10 Essential SQL Tips for Developers

SQL stands for Standard Query Language. It is a language that allows access and manipulation of a database. SQL is an essential language for developers wishing to create data-driven websites. In this post, I'll show you ten essential tips.

Jump to tips in this section:

Use the Right Language
Secure Your Code
Understand Joins
Know Your Data Types
Write Compliant Code
Normalize Your Data
Fully Qualify Your Database Object Names
Understand Indexing
Properly Use Database Permissions
Know Your DBMS Limitations

1. Use the Right Language

Web developers often have a plethora of languages at their disposal. It is crucial for developers to use the proper language for the job. With the right language, it is important that code efficiency is considered.
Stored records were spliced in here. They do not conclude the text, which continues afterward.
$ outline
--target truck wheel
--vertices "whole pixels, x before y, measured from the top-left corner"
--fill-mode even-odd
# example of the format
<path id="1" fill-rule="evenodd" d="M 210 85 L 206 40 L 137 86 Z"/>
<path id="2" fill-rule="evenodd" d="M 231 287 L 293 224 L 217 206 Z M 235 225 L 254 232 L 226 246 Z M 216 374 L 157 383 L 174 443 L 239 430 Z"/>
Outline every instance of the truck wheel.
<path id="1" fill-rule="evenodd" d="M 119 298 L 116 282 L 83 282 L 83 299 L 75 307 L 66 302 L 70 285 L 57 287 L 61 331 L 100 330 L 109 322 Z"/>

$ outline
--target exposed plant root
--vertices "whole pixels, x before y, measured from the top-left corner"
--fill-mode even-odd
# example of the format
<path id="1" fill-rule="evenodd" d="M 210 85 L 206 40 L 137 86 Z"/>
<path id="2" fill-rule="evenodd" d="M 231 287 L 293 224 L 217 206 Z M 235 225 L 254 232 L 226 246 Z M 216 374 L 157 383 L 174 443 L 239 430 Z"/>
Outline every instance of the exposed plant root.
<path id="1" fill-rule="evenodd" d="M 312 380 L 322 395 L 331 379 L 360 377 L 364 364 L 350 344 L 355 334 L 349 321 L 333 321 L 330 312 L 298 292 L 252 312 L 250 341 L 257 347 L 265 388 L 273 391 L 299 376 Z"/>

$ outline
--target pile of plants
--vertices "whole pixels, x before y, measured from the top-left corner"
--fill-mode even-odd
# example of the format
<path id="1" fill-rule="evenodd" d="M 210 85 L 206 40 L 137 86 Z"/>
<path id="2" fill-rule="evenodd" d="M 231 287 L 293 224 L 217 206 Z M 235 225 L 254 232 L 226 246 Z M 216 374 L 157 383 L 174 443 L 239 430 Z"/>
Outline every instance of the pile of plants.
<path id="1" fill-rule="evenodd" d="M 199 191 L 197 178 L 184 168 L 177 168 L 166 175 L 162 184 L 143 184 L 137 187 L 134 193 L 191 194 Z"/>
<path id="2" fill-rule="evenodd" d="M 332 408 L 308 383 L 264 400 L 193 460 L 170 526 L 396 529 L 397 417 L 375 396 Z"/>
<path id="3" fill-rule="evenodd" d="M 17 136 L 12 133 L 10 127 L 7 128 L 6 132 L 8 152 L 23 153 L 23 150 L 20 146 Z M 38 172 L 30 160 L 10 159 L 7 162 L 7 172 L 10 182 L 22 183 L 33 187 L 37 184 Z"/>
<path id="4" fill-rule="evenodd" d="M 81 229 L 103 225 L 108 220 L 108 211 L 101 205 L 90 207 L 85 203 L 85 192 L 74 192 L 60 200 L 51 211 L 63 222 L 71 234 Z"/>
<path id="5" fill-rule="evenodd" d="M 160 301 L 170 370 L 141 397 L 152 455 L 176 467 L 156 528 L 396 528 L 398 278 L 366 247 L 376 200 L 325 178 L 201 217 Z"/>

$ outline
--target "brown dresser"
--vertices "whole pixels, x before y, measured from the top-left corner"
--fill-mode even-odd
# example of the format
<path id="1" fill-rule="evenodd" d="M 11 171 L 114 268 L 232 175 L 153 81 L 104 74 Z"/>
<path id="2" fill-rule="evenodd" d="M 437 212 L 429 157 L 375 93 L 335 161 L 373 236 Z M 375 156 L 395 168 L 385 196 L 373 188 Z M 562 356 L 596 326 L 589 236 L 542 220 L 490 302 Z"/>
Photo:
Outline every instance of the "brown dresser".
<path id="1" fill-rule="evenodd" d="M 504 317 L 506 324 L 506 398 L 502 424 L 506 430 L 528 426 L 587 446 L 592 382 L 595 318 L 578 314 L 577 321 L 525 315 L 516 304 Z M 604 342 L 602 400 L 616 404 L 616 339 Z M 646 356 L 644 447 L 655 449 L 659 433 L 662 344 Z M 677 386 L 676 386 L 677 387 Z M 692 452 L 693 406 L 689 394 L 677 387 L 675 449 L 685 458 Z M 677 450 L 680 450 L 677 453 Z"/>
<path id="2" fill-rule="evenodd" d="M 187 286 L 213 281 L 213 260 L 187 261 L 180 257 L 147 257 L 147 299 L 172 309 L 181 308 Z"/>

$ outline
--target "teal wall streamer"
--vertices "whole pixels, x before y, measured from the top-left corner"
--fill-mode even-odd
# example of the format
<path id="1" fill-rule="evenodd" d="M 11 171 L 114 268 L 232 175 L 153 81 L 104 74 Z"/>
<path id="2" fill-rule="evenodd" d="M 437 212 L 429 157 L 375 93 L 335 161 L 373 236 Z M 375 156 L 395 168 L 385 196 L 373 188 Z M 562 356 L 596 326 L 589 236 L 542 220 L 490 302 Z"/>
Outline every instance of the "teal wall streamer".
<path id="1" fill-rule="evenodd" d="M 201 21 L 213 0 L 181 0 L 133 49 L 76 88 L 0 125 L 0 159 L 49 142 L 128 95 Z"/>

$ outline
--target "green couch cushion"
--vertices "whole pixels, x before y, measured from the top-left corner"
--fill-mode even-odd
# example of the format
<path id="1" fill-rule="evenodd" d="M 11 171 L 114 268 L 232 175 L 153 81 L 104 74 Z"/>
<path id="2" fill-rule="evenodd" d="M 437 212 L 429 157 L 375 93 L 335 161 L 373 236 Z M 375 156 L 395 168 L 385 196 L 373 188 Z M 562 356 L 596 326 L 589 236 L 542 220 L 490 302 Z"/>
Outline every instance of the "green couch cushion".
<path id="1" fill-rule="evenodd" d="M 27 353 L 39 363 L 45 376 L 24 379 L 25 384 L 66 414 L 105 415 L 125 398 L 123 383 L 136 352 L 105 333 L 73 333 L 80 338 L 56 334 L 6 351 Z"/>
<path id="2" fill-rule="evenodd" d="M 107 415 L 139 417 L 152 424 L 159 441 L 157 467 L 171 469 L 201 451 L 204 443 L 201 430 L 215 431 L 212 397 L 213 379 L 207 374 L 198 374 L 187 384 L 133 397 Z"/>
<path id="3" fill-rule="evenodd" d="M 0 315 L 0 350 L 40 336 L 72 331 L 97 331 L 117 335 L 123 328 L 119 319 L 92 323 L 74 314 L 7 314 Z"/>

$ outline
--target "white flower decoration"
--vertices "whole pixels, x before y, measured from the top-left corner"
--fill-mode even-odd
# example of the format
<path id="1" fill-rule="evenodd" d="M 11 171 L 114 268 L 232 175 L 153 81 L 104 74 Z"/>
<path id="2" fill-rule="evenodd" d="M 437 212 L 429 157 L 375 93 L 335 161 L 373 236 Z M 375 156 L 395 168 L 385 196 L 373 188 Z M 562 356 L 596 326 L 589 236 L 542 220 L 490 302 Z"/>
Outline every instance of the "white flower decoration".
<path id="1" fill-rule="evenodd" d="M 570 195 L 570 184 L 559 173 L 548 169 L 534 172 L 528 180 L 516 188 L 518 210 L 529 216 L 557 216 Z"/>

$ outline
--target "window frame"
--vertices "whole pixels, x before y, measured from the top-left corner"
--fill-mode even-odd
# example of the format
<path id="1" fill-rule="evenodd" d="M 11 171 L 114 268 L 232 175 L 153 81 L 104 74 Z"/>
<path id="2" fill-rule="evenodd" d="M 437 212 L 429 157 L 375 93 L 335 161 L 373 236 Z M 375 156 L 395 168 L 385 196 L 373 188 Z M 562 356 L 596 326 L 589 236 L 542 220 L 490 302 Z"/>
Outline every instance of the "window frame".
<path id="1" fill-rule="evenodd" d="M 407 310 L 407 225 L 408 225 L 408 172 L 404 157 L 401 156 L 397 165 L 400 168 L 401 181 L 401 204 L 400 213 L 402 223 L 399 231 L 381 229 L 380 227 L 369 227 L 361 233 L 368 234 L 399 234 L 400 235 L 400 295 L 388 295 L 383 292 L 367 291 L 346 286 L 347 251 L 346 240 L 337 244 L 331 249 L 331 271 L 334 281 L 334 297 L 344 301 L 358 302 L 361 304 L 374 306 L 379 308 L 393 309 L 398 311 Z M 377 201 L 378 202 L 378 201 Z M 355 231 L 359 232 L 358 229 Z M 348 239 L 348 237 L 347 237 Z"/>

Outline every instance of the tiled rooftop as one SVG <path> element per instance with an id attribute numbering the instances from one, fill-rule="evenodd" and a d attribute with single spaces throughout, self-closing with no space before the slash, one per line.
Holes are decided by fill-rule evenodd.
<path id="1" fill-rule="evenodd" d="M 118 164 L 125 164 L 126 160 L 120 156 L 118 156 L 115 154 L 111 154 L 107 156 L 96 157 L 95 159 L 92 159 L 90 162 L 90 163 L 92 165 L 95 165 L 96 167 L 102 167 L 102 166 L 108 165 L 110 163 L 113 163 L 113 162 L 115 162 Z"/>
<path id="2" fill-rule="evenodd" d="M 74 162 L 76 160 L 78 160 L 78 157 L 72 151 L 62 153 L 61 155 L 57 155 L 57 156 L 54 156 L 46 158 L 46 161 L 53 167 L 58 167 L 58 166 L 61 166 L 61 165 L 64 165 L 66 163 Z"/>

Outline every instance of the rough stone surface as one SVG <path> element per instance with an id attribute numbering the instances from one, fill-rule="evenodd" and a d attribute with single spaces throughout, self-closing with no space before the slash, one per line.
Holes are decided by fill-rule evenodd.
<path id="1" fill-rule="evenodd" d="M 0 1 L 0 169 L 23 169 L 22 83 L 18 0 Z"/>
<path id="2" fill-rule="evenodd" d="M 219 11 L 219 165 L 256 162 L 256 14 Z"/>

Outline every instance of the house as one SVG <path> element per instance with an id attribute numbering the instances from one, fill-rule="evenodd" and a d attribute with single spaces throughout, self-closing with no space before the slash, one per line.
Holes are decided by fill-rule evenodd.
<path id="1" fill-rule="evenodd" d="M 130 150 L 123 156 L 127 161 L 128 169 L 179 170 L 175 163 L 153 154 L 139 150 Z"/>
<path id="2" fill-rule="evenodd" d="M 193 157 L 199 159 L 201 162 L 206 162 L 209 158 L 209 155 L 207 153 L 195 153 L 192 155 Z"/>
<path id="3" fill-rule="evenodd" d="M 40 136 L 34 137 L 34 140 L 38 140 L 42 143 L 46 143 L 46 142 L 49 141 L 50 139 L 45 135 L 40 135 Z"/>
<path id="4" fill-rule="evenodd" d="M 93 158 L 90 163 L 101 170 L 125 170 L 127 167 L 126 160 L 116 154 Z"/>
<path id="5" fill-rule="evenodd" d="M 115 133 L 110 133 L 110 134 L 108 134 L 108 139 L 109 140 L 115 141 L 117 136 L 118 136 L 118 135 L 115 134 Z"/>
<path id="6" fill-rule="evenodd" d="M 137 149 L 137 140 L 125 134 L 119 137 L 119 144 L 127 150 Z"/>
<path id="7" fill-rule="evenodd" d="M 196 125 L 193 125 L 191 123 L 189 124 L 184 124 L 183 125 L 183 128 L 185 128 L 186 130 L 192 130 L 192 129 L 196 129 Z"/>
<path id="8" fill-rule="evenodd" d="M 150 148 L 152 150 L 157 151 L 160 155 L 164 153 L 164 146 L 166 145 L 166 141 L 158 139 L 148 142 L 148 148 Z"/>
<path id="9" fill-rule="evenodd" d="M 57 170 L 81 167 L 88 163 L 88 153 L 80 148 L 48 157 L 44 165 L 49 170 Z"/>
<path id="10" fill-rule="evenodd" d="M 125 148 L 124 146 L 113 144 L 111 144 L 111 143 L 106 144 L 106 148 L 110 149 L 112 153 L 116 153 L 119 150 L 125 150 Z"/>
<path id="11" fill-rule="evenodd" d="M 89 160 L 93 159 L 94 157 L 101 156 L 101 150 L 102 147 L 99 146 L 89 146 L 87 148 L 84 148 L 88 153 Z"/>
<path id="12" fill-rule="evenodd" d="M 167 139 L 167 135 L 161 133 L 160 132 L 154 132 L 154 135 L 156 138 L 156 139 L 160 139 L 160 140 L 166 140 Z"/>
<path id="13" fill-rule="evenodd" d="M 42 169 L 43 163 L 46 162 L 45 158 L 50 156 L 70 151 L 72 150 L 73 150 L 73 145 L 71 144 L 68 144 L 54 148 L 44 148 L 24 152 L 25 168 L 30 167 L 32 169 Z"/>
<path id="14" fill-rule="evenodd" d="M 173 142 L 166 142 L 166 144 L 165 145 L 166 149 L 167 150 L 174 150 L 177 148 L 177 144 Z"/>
Let's review the following code. In the first example, the developer is selecting all columns and all rows from the customer table. In the second example, the developer is selecting only the first name, last name, and shipping address from the customer table for a single customer with ID of 1001. Not only does the second query limit the columns that are returned, it will also perform better.

1	SELECT * FROM customer;
2
3	SELECT firstName, lastName, shippingAddress FROM customer WHERE customerID = 1001;

When you are writing code, it is important to ensure that it works efficiently.

Too many developers are satisfied with code that performs adequately on 100 rows of data, with little thought ahead to when the database will have 10,000 rows.

2. Secure Your Code

Databases store valuable information. Because of this, they're often prime targets for attack. Many developers are unaware that their code has critical security vulnerabilities, which is a very scary fact not only for clients, but also for you. Currently, developers can be held legally accountable if their own personal negligence results in a database security risk that is then exploited.

Let's review another example using pseudo-code.

// Theoretical code
txtUserName.setText("eshafer OR 1=1");
query = "SELECT username, password FROM users WHERE username = '" + txtUserName.getText() + "';";
// Final statement
query = "SELECT username, password FROM users WHERE username = eshafer OR 1=1;"

Hopefully you looked at the code above and noticed the vulnerability. The query will end up selecting all username and password records from the table, because 1 always is equal to 1. Now, this particular example doesn't accomplish much for the would-be hacker. However, there are nearly limitless possibilities for additional malicious code that can be added with catastrophic results.

How Can You Write Secure Code?

The solution is often DBMS-specific; that is, it varies between MySQL, Oracle, and SQL Server. In PHP with MySQL, for example, it is usual to escape parameters using the function mysql_real_escape_string() before sending the SQL query. This function inserts an escape character before some characters in a string. It helps prevent SQL injection attacks, which can be carried out by appending malicious code to an SQL query using the sign ('). Alternatively, you can use prepared statements to "prepare" your queries. Make it your mission to understand the DBMS with which you are working and the inherent security issues.

SQL injection isn't the only security vulnerability for databases and developers to worry about, but it is one of the most common methods of attack. It is important to test your code and be familiar with the latest security issues for your DBMS to protect against attacks.

3. Understand Joins

Single table SQL select statements are rather easy to write. However, business requirements often dictate that more complex queries must be written.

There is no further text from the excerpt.